Balancing innovation and safety: Inside NIST’s AI Safety Institute

NIST

The institute's director Elizabeth Kelly details efforts to test models and create guidance to encourage responsible artificial intelligence use.

Back in February, the National Institute of Standards and Technology stood up the AI Safety Institute to establish guidelines for evaluating and testing artificial intelligence models for safety and risk.

Led by Elizabeth Kelly, the institute is working on ways to understand the risks and implications of generative AI. That was was created in the wake of the Biden administration’s AI executive order, which Kelly helped write.

She gave an update on their institute’s activities during a panel discussion at the AWS Summit on June 26 in Washington, D.C. Industry partners and potential partners for Amazon Web Services attend the conference, along with government technology practitioners.

“Our mission is to advance the science of AI safety and the same time advance the implementation of and adoption of that science,” she said.

Whether the institute’s work leads to regulations or other guidelines, Kelly said the intent is not to slow the use and adoption of generative AI. The institute merely wants the tech to advance through standards and guidance, she said

“The Biden administration firmly believes that safety breeds trust. Trust breeds adoption, and adoption breeds innovation,” Kelly said.

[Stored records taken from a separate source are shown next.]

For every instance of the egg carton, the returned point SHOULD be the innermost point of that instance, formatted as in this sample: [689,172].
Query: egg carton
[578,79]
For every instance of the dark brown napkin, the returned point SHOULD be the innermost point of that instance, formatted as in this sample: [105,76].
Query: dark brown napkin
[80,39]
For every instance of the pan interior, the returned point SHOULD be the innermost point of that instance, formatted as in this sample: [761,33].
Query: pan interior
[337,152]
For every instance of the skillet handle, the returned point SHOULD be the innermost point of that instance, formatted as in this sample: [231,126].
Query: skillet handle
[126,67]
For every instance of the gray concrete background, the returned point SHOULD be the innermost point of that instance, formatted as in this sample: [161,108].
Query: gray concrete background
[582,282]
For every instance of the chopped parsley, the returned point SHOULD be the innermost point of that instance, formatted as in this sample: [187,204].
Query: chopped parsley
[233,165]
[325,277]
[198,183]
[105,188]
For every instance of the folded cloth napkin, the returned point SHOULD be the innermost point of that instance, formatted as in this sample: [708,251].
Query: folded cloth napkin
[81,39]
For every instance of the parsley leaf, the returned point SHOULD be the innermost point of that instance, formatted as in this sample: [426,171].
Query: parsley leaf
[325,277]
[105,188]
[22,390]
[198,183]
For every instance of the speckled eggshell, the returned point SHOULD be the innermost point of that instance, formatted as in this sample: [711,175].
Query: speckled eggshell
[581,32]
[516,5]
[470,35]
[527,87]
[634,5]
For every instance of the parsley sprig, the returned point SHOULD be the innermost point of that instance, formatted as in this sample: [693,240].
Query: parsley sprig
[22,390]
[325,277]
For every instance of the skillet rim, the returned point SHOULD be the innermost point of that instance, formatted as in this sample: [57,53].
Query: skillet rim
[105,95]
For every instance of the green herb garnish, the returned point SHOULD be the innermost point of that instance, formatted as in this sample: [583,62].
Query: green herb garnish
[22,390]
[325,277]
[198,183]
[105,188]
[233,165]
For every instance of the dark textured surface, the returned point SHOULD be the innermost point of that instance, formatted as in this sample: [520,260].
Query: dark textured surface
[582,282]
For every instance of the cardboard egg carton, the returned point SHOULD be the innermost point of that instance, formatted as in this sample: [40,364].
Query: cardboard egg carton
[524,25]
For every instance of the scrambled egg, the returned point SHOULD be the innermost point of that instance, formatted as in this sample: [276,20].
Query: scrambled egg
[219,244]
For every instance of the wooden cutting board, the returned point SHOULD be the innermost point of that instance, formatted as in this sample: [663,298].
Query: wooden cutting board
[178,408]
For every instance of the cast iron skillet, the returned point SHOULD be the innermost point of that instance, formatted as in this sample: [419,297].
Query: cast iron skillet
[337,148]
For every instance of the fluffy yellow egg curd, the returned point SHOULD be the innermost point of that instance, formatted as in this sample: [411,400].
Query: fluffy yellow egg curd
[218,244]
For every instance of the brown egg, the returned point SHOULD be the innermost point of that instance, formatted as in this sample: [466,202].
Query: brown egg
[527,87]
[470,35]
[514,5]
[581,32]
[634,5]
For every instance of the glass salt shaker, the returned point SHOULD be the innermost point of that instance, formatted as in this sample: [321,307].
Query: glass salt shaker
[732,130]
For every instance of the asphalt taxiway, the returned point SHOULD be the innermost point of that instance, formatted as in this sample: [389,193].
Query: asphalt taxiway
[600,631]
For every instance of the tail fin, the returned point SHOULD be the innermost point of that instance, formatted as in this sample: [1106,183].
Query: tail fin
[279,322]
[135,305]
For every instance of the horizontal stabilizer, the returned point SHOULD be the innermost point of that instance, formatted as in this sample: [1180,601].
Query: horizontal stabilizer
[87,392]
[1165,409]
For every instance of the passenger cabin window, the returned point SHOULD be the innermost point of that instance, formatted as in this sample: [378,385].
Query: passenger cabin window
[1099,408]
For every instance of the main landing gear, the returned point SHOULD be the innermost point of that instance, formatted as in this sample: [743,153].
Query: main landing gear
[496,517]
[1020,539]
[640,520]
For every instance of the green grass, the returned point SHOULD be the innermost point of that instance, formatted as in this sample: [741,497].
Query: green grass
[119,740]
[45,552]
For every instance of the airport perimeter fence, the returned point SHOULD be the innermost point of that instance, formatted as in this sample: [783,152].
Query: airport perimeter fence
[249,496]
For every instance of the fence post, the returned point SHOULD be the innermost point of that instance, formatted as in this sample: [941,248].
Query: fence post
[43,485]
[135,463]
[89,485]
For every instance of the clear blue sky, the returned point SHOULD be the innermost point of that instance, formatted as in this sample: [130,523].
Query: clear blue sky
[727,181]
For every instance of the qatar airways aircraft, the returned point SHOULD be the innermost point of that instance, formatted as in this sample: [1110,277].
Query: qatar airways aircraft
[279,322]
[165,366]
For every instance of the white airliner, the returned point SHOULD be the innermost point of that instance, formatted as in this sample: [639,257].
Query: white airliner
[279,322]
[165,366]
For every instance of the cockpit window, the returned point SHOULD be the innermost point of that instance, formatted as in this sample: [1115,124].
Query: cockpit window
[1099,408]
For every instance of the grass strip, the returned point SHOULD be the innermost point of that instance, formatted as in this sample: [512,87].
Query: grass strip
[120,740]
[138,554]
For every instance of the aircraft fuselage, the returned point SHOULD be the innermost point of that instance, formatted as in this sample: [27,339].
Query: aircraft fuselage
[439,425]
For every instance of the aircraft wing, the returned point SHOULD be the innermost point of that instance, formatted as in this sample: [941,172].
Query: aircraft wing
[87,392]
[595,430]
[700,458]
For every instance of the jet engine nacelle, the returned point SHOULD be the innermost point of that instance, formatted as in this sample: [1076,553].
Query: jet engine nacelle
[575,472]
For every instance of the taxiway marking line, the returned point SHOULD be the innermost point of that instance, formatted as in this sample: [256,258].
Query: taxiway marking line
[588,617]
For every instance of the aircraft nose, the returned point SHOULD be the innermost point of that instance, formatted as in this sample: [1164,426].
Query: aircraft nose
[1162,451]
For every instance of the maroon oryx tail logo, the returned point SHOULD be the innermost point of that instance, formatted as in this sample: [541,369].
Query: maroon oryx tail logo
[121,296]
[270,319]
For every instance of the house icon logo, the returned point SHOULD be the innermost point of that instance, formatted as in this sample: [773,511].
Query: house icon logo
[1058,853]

As she has outlined in previous remarks, Kelly described three pillars for the institute’s work:

  • Testing
  • Developing guidance
  • Developing tools

In the area of testing, Kelly said that the institute is directly testing AI models and particularly the so-called frontier models. They generate new knowledge or information for users.

“This is going to be an entirely new U.S. government capacity to directly test frontier AI models and systems before deployment,” she said.

One initial pilot project is looking at workload suspension capabilities, which is an AI capability designed to pause a task and resume it later without losing progress or context. This is important for long-term task management, adaptability to changing conditions and for safety checks.

Another priority area is balancing AI’s potential for good such as drug discovery with harmful uses, Kelly said.

“So we are also looking at barriers to development of chemical and biological weapons as well as cyber-attacks,” she said.

In the guidance area, the AI Safety Institute is working on a range of topics including how developers can plan for risks and security mitigations and to prevent malicious use.

“We’ll be putting out an overview of tools and techniques to help detect synthetic content and authenticate content,” Kelly said.

Synthetic content includes deep-fakes, AI-generated images and videos, plus artificially generated datasets used for training other AI-models.

“Our goal here is to spur a robust ecosystem for third-party evaluates and in-house evaluates, who rely on our guidance, as well as researchers, so we can all work together for public safety,” she said.

The AI Safety Institute is also working on fundamental technical research.

“We are looking at questions like interoperability of AI models as well as research and development on new and improved risk mitigation,” she said.

The institute realizes that AI is evolving quickly.

“Our work needs to be iterative and adoptive. It can’t be just issue guidance and walk away,” Kelly said. “We want to have a cycle of research, guidance and real-world use that inform each other and continually adopt and iterate.”